Chaim Kaplan, a Jewish teacher living in Nazi-occupied Poland, wrote in his diary about the banning of Jewish worship by the Schutzstaffel (SS):

“Public prayer in these dangerous times is a forbidden act. Anyone caught in this crime is doomed to severe punishment. If you will, it is even sabotage, and anyone engaging in sabotage is subject to execution. But this does not deter us. Jews come to pray in a group in some inside room facing the courtyard, with drawn blinds on the windows.

Even for the high holy days, there was no permission for communal worship. I don’t know whether the Judenrat made any attempt to obtain it, but if it didn’t try it was only because everyone knew in advance that the request would be turned down. Even in the darkest days of our exile, we were not tested with this trial.
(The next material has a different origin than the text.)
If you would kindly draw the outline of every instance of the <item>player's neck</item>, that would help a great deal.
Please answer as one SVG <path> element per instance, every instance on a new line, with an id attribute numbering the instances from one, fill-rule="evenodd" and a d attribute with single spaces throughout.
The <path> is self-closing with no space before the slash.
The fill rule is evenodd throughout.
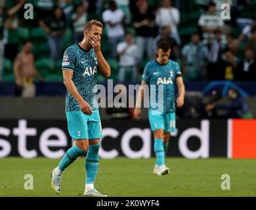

Never before was there a government so evil that it would forbid an entire people to pray. Everything is forbidden to us. The wonder is that we are still alive and that we do everything.

And this is true of public prayer too. Secret minyanim by the hundreds throughout Warsaw organise services and do not skip over even the most difficult hymns in the liturgy. There is not even a shortage of sermons. Everything is in accordance with the ancient customs of Israel… They pick some inside room whose windows look out onto the courtyard and pour out their supplications before the God of Israel in whispers. This time there are no cantors and choirs, only whispered prayers. But the prayers are heartfelt; it is possible to weep in secret, too, and the gates of tears are not locked.”